Ces affaires, inscrites sous les numéros 4164 et 4195 du rôle de la Cour, ont été jointes. (...) III. En droit (...) Quant aux première et deuxième questions préjudicielles dans l'affaire n° 4164 et quant à la question préjudicielle dans l'affaire n° 4195 B.1.1. Dans l'affaire n° 4164, la Cour d'appel de Gand demande si l'article 22, alinéa 2, du décret de la Région flamande du 28 juin 1985 « relatif à l'autorisation anti-pollution » (ci-après : le décret relatif au permis d'environnement), d'une part, et l'article 13, § 1er, du décret de la Région flamande du 2 juillet 1981 « relatif à la prévention et à la gestion des déchets » (ci-après : le décret relatif aux déchets), d'autre part, violent le principe de légalité en matière pénale, combinés ou non avec le principe d'égalité et de non-discrimination, en ce que ces dispositions n'auraient pas un contenu normatif suffisant pour pouvoir définir une infraction.
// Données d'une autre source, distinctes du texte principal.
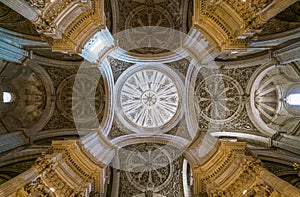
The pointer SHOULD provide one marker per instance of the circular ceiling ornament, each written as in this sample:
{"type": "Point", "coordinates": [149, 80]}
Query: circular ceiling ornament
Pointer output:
{"type": "Point", "coordinates": [81, 101]}
{"type": "Point", "coordinates": [218, 98]}
{"type": "Point", "coordinates": [148, 98]}
{"type": "Point", "coordinates": [147, 168]}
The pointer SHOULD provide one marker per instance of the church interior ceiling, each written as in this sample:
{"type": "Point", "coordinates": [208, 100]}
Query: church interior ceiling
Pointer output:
{"type": "Point", "coordinates": [241, 98]}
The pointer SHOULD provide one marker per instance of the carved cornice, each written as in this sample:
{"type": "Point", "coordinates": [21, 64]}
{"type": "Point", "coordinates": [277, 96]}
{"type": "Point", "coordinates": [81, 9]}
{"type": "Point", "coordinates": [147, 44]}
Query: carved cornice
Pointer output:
{"type": "Point", "coordinates": [230, 24]}
{"type": "Point", "coordinates": [69, 24]}
{"type": "Point", "coordinates": [230, 170]}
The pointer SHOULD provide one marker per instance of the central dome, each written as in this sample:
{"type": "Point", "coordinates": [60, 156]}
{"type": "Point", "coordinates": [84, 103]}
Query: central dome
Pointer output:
{"type": "Point", "coordinates": [147, 97]}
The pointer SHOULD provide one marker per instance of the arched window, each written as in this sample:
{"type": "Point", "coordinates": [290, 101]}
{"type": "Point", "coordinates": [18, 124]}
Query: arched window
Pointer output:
{"type": "Point", "coordinates": [7, 97]}
{"type": "Point", "coordinates": [293, 99]}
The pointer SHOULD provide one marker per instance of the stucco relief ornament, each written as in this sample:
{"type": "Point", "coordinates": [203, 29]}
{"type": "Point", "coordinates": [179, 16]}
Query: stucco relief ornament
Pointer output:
{"type": "Point", "coordinates": [147, 169]}
{"type": "Point", "coordinates": [219, 98]}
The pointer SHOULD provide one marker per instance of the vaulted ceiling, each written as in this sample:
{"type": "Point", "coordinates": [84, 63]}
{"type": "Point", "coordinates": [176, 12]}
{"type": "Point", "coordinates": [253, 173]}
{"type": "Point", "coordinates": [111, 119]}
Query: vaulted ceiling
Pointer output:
{"type": "Point", "coordinates": [231, 64]}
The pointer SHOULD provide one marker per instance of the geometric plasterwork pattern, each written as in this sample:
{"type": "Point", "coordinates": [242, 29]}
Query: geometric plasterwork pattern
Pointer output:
{"type": "Point", "coordinates": [63, 80]}
{"type": "Point", "coordinates": [77, 98]}
{"type": "Point", "coordinates": [139, 13]}
{"type": "Point", "coordinates": [29, 90]}
{"type": "Point", "coordinates": [151, 172]}
{"type": "Point", "coordinates": [238, 77]}
{"type": "Point", "coordinates": [219, 98]}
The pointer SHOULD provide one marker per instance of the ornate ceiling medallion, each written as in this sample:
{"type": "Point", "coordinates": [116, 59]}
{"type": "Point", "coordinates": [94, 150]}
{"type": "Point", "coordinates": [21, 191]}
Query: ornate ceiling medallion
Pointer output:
{"type": "Point", "coordinates": [147, 169]}
{"type": "Point", "coordinates": [148, 98]}
{"type": "Point", "coordinates": [219, 98]}
{"type": "Point", "coordinates": [81, 102]}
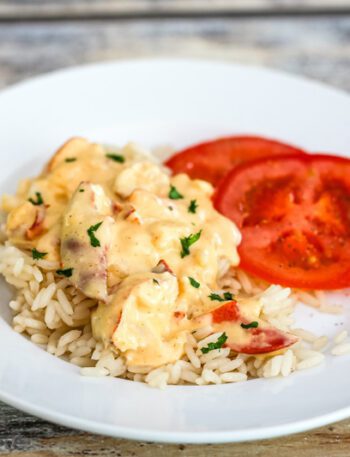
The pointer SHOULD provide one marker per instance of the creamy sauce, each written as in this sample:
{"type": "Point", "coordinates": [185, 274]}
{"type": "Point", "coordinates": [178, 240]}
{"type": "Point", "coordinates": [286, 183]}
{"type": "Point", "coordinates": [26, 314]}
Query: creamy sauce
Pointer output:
{"type": "Point", "coordinates": [142, 313]}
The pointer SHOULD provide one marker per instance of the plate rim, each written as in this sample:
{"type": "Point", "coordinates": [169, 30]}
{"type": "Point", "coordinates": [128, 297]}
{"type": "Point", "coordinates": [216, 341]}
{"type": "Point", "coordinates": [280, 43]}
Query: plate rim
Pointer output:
{"type": "Point", "coordinates": [192, 437]}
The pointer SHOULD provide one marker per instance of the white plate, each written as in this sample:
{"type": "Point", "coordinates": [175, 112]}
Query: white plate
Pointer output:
{"type": "Point", "coordinates": [174, 102]}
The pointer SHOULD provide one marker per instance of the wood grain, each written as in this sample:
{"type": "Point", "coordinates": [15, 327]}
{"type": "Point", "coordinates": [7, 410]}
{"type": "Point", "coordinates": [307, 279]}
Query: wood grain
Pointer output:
{"type": "Point", "coordinates": [25, 436]}
{"type": "Point", "coordinates": [316, 47]}
{"type": "Point", "coordinates": [15, 9]}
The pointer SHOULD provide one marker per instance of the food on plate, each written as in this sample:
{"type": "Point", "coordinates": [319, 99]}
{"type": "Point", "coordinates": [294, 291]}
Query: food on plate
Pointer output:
{"type": "Point", "coordinates": [294, 216]}
{"type": "Point", "coordinates": [127, 271]}
{"type": "Point", "coordinates": [212, 160]}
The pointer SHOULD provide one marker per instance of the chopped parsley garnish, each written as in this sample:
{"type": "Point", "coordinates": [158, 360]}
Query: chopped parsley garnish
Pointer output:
{"type": "Point", "coordinates": [193, 282]}
{"type": "Point", "coordinates": [91, 232]}
{"type": "Point", "coordinates": [193, 207]}
{"type": "Point", "coordinates": [174, 194]}
{"type": "Point", "coordinates": [67, 273]}
{"type": "Point", "coordinates": [218, 345]}
{"type": "Point", "coordinates": [227, 296]}
{"type": "Point", "coordinates": [37, 255]}
{"type": "Point", "coordinates": [116, 157]}
{"type": "Point", "coordinates": [39, 199]}
{"type": "Point", "coordinates": [187, 241]}
{"type": "Point", "coordinates": [253, 324]}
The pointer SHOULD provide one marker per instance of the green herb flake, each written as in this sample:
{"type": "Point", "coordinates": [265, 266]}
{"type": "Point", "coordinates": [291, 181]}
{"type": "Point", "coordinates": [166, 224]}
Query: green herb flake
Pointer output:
{"type": "Point", "coordinates": [95, 243]}
{"type": "Point", "coordinates": [253, 324]}
{"type": "Point", "coordinates": [218, 345]}
{"type": "Point", "coordinates": [187, 242]}
{"type": "Point", "coordinates": [192, 207]}
{"type": "Point", "coordinates": [37, 255]}
{"type": "Point", "coordinates": [174, 194]}
{"type": "Point", "coordinates": [227, 296]}
{"type": "Point", "coordinates": [194, 283]}
{"type": "Point", "coordinates": [116, 157]}
{"type": "Point", "coordinates": [67, 273]}
{"type": "Point", "coordinates": [39, 199]}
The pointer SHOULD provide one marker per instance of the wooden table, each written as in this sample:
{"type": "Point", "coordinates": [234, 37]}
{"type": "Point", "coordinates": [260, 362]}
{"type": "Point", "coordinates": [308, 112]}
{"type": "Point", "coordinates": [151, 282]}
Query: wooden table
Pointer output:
{"type": "Point", "coordinates": [309, 37]}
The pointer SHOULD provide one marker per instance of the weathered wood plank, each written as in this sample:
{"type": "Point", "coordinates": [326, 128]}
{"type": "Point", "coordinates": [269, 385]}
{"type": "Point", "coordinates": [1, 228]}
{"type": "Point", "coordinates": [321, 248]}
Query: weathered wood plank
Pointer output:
{"type": "Point", "coordinates": [316, 47]}
{"type": "Point", "coordinates": [25, 436]}
{"type": "Point", "coordinates": [12, 9]}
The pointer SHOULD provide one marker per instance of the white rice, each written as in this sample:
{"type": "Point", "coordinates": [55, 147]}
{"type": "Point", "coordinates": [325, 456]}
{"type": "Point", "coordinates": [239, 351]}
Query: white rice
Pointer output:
{"type": "Point", "coordinates": [55, 316]}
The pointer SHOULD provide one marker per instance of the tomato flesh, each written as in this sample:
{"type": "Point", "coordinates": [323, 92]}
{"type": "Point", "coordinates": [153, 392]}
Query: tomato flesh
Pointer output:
{"type": "Point", "coordinates": [260, 340]}
{"type": "Point", "coordinates": [212, 160]}
{"type": "Point", "coordinates": [294, 214]}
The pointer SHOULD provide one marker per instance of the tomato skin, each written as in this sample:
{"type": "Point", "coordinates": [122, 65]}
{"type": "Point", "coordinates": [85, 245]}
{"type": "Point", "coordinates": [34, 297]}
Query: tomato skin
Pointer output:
{"type": "Point", "coordinates": [212, 160]}
{"type": "Point", "coordinates": [304, 241]}
{"type": "Point", "coordinates": [261, 340]}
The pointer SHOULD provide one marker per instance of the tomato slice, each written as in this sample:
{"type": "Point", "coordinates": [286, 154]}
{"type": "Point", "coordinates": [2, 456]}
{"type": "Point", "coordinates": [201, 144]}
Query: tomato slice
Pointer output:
{"type": "Point", "coordinates": [294, 215]}
{"type": "Point", "coordinates": [212, 160]}
{"type": "Point", "coordinates": [261, 339]}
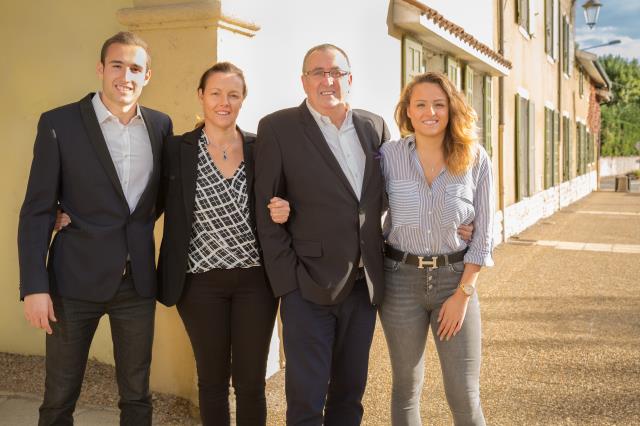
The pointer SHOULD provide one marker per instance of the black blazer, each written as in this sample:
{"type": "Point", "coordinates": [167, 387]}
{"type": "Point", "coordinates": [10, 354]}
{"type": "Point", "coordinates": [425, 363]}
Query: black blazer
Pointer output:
{"type": "Point", "coordinates": [318, 249]}
{"type": "Point", "coordinates": [179, 188]}
{"type": "Point", "coordinates": [72, 168]}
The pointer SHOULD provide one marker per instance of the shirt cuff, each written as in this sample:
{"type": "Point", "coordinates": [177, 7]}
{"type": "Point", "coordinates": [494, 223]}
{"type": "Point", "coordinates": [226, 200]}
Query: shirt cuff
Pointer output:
{"type": "Point", "coordinates": [482, 259]}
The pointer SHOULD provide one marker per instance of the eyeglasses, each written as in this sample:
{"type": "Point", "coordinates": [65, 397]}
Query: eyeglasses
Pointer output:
{"type": "Point", "coordinates": [319, 73]}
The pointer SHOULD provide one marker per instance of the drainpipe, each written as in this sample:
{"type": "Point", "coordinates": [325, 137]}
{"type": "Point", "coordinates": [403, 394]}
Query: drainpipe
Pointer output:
{"type": "Point", "coordinates": [501, 189]}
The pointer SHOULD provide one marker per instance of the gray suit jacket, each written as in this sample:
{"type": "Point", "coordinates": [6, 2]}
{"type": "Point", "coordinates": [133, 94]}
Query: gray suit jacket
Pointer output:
{"type": "Point", "coordinates": [329, 229]}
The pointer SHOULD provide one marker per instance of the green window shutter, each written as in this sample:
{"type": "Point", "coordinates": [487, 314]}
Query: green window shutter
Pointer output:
{"type": "Point", "coordinates": [548, 27]}
{"type": "Point", "coordinates": [487, 118]}
{"type": "Point", "coordinates": [522, 148]}
{"type": "Point", "coordinates": [548, 148]}
{"type": "Point", "coordinates": [566, 150]}
{"type": "Point", "coordinates": [556, 147]}
{"type": "Point", "coordinates": [468, 84]}
{"type": "Point", "coordinates": [412, 59]}
{"type": "Point", "coordinates": [565, 45]}
{"type": "Point", "coordinates": [531, 146]}
{"type": "Point", "coordinates": [519, 194]}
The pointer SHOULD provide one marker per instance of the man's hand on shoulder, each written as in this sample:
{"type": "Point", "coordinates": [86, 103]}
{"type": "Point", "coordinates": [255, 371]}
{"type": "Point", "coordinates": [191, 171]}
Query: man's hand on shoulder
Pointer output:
{"type": "Point", "coordinates": [38, 310]}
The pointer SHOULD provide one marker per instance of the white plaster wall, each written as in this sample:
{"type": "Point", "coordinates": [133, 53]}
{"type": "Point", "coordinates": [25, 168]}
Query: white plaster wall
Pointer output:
{"type": "Point", "coordinates": [611, 166]}
{"type": "Point", "coordinates": [521, 215]}
{"type": "Point", "coordinates": [272, 60]}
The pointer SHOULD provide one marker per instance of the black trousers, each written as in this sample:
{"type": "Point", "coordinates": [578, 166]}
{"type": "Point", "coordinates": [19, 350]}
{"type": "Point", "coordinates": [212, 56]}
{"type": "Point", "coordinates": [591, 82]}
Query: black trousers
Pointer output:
{"type": "Point", "coordinates": [229, 316]}
{"type": "Point", "coordinates": [327, 350]}
{"type": "Point", "coordinates": [132, 319]}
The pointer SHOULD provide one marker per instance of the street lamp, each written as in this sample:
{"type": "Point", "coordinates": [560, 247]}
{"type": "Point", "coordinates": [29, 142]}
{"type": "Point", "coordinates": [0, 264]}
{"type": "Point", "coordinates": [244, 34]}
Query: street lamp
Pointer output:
{"type": "Point", "coordinates": [609, 43]}
{"type": "Point", "coordinates": [591, 12]}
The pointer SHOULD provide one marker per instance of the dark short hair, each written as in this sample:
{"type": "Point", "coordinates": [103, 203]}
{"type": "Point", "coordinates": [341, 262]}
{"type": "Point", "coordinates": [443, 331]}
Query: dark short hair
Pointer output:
{"type": "Point", "coordinates": [225, 68]}
{"type": "Point", "coordinates": [324, 46]}
{"type": "Point", "coordinates": [128, 39]}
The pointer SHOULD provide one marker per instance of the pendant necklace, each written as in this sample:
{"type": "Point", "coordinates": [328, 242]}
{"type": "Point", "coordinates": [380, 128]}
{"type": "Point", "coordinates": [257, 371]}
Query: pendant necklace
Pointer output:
{"type": "Point", "coordinates": [223, 149]}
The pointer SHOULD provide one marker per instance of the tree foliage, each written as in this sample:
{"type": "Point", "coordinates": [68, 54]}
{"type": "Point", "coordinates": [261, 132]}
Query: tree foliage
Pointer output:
{"type": "Point", "coordinates": [621, 116]}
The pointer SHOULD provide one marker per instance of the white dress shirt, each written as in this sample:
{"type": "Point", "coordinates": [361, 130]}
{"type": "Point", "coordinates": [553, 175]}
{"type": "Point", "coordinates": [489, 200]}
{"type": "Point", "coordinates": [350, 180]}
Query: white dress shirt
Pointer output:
{"type": "Point", "coordinates": [345, 146]}
{"type": "Point", "coordinates": [130, 149]}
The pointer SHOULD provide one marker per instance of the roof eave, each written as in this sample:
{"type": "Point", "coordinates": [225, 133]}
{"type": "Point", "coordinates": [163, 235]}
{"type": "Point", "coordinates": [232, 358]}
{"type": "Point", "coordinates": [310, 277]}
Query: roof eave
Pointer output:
{"type": "Point", "coordinates": [409, 15]}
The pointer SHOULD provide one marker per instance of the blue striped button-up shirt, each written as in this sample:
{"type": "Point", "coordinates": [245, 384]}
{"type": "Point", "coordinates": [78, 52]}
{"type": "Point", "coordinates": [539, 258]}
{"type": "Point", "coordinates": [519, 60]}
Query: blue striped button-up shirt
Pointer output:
{"type": "Point", "coordinates": [423, 219]}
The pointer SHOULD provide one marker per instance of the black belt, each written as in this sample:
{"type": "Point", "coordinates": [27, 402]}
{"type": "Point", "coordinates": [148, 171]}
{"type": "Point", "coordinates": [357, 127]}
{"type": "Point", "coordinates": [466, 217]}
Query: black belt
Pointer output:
{"type": "Point", "coordinates": [432, 262]}
{"type": "Point", "coordinates": [127, 270]}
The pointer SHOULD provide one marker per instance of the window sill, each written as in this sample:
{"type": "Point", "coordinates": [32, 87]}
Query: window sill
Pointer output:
{"type": "Point", "coordinates": [524, 32]}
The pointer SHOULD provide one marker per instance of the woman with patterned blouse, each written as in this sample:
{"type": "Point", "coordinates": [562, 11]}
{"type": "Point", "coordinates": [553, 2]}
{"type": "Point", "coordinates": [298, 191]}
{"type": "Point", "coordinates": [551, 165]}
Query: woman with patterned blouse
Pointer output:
{"type": "Point", "coordinates": [437, 178]}
{"type": "Point", "coordinates": [210, 263]}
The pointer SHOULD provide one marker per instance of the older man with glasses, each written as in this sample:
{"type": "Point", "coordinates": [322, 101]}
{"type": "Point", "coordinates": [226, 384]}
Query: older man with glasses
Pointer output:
{"type": "Point", "coordinates": [326, 261]}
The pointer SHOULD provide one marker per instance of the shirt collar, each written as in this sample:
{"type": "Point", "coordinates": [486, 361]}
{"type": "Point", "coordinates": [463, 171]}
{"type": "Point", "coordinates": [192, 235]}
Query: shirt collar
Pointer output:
{"type": "Point", "coordinates": [326, 120]}
{"type": "Point", "coordinates": [411, 142]}
{"type": "Point", "coordinates": [102, 112]}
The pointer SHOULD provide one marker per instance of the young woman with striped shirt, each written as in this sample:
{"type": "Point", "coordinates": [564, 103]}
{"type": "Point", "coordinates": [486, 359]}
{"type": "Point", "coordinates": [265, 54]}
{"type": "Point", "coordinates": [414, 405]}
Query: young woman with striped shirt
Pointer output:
{"type": "Point", "coordinates": [437, 178]}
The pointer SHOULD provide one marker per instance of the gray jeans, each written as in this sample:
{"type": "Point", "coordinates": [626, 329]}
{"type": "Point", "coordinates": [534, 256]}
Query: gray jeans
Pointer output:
{"type": "Point", "coordinates": [412, 302]}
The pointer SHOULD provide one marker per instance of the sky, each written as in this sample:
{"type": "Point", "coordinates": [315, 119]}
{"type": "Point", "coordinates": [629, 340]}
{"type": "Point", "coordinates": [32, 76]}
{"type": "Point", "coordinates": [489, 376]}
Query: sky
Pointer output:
{"type": "Point", "coordinates": [619, 19]}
B.1.2. Dans l'affaire n° 4195, la Cour de cassation demande si les articles 22, alinéa 2, et 39 du décret relatif au permis d'environnement violent les articles 12 et 14, combinés ou non avec les articles 10 et 11, de la Constitution, en ce que la disposition selon laquelle il convient de « prendre les mesures nécessaires pour éviter des incommodités [lire : nuisances] » n'aurait pas un contenu normatif suffisant pour pouvoir définir une infraction.

B.2.1. L'article 22 du décret relatif au permis d'environnement dispose : « L'exploitant d'un établissement est obligé de respecter les conditions environnementales.

Indépendamment de l'autorisation délivrée, il doit toujours prendre les mesures nécessaires pour éviter dégâts [lire : dommages], incommodités [lire : nuisances] et accidents graves et limiter dans la mesure du possible, en cas d'accident, les effets pour l'homme et l'environnement.

L'Exécutif flamand fixe les règles complémentaires relatives aux obligations de l'exploitant ».

En vertu de l'article 39 de ce décret, le non-respect de cette disposition est passible de sanctions pénales.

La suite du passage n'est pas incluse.